Cerca e trova immobili
salute
Aspartame, “per essere dannoso dobbiamo bere fino a 14 lattine al giorno”
Redazione
3 anni fa
Con Andrea De Gottardi, primario di gastroenterologia ed epatologia dell'Ente ospedaliero cantonale, analizziamo la decisione dell’OMS di classificare il dolcificante come “possibilmente cancerogeno per l’uomo”.

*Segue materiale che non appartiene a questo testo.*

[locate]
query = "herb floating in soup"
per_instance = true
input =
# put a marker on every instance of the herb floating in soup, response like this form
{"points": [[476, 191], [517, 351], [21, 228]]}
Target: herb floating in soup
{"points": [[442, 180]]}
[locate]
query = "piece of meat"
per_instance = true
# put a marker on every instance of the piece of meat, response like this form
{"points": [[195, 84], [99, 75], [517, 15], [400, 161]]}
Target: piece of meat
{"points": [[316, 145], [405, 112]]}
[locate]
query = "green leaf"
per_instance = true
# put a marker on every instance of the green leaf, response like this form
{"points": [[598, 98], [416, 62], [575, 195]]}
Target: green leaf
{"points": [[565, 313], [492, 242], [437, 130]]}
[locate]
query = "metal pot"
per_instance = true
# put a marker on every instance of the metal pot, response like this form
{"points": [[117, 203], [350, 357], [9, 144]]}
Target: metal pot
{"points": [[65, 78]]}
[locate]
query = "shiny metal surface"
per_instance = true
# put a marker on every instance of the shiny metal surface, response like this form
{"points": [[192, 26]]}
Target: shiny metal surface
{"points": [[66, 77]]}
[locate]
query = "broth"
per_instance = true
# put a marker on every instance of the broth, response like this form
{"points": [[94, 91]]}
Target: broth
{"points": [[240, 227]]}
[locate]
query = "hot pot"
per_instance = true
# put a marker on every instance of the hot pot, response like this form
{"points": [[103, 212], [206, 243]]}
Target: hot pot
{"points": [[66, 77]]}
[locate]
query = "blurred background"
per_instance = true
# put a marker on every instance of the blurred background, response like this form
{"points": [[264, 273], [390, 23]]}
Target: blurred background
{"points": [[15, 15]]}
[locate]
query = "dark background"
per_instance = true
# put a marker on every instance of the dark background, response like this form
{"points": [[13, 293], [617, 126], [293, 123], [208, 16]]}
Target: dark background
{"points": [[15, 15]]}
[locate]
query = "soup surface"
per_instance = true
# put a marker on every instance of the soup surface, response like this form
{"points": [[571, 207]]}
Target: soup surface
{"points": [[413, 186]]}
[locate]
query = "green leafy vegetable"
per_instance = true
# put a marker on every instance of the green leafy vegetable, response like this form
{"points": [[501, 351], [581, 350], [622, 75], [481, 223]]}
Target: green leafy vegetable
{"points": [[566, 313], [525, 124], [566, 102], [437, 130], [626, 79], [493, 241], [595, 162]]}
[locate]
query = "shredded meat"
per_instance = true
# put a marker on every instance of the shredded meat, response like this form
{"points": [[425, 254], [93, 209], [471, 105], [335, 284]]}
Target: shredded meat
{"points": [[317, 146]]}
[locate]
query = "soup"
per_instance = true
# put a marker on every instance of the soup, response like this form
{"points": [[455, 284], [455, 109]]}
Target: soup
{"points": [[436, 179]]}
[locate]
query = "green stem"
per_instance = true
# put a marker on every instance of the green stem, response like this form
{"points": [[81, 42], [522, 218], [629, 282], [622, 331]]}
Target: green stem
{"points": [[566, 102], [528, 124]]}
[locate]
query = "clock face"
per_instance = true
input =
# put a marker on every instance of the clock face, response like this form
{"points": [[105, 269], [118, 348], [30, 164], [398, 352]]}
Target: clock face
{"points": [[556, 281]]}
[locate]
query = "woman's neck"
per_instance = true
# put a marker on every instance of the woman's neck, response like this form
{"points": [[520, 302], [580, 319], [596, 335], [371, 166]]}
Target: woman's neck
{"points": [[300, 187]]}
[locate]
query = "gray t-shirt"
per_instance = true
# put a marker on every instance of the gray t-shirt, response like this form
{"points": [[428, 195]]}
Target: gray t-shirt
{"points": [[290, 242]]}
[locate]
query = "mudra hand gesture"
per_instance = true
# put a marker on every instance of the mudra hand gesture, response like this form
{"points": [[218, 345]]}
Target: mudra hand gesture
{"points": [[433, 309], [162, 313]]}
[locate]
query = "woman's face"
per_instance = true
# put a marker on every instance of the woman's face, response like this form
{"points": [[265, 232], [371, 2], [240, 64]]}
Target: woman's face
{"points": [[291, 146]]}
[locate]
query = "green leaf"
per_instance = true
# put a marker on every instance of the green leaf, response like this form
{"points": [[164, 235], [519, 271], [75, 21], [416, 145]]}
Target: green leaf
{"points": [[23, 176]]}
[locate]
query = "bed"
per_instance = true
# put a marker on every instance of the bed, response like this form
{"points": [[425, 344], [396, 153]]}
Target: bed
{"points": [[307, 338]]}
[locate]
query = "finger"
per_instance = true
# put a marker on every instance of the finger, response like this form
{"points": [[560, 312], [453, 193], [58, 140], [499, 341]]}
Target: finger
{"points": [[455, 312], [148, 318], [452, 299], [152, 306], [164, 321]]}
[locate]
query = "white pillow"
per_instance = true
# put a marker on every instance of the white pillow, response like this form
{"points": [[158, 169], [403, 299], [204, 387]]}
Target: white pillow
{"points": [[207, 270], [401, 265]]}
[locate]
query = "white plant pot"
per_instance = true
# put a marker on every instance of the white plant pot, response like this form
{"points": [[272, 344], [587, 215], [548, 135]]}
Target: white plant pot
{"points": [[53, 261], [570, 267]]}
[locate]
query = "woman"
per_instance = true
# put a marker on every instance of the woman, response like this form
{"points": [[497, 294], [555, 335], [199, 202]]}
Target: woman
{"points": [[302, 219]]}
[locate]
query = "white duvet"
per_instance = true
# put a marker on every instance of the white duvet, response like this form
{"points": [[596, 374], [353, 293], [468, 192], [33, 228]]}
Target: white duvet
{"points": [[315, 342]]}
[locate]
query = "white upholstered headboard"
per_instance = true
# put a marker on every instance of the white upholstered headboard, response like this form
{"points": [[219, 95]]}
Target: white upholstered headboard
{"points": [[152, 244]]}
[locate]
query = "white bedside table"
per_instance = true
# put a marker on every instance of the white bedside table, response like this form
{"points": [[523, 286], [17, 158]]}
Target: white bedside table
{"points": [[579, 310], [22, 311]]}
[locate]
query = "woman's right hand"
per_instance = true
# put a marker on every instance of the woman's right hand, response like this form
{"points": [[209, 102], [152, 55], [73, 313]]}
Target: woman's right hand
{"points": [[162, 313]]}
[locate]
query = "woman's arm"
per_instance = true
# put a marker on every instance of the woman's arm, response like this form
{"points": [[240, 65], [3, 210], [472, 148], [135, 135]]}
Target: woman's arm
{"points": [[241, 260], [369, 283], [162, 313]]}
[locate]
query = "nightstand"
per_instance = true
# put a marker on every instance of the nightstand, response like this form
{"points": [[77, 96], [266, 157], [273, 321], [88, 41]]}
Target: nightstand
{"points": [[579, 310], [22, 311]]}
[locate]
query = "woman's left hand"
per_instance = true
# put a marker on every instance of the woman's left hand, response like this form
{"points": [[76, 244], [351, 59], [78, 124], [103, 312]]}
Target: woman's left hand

L'aspartame, un dolcificante artificiale usato comunemente nelle bevande analcoliche, è stato classificato recentemente dall'Organizzazione mondiale della sanità (OMS) come "possibilmente cancerogeno per l'uomo". L’organizzazione non ha tuttavia modificato il livello di assunzione giornaliero giudicato accettabile. "Non stiamo consigliando alle aziende di ritirare i prodotti, né stiamo consigliando ai consumatori di smettere del tutto di consumarli. Stiamo solo consigliando un po' di moderazione", ha sottolineato il direttore della nutrizione e della sicurezza alimentare dell'OMS Francesco Branca, durante una conferenza stampa in cui sono stati presentati i risultati di due revisioni delle prove disponibili sull'aspartame. Per approfondire l'argomento abbiamo interpellato Andrea De Gottardi, primario di gastroenterologia ed epatologia dell'Ente ospedaliero cantonale.

Non è la prima volta che se ne parla. Perché l'aspartame è ancora sul banco degli imputati?

“Non è sul banco degli imputati, ma è oggetto di valutazione regolare. Oggi se ne parla perché c'è stata una conferenza di esperti durante il mese di giugno, in cui hanno presentato i loro ultimi risultati. Risultati che mettono in evidenza come quantità molto importanti di aspartame, che noi possiamo consumare nei cibi e bevande che prendiamo, possono contribuire allo sviluppo di tumori. Bisogna tuttavia stare attenti e moderare il messaggio che viene trasmesso. Le raccomandazioni dell'ente stesso sono, al momento, di non cambiare le abitudini. Anche alle ditte che producono queste bevande viene consigliato di non cambiare. Questo perché le quantità di aspartame che bisogna assumere affinché il rischio di tumore aumenti in maniera significativa sono molto alte".

Nell'ordine di grandezza quanto bisogna assumerne per avere degli effetti negativi?

“Ci sono due aspetti molto importanti. Il primo è la quantità. Se pensiamo alle bevande dolcificate “diet” che consumiamo tutti, la quantità richiesta per essere dannosa varia da 9 a 14 lattine al giorno. Sono quantità assolutamente al di sopra delle nostre abitudini. Il secondo punto riguarda la durata del consumo. I dati che si riferiscono alla possibile causalità fra consumo di aspartame e tumore si riferiscono a un consumo superiore ai 10 anni. Il rischio effettivo di un consumo legato ad una lattina di una bevanda gassata dolcificata con aspartame non corrisponde quindi ad un aumento significativo del rischio di tumore”.

In caso di consumo eccessivo, qual è l'organo del nostro corpo che subisce di più gli effetti dell'aspartame?

“L'organo a cui si riferisce anche la pubblicazione è il fegato. È il primo organo al quale arrivano tutte le componenti della nostra alimentazione. Vengono assorbiti nell'intestino e poi arrivano nel fegato per essere digeriti ed elaborati ulteriormente. Se c'è una tossicità di questi prodotti, questa si manifesta inizialmente nel fegato. L'effetto dell'aspartame su un fegato sano rispettivamente dei suoi metaboliti è minimo. Ci sono però dei gruppi di persone che potrebbero fare più attenzione, ossia principalmente pazienti che soffrono di diabete, che sono in sovrappeso o che hanno un fegato grasso. In questa situazione il fegato può essere più sensibile a quantità minori di aspartame. In questi casi vale la pena moderare, senza eliminare, le bevande "diet" che consumiamo ogni giorno”.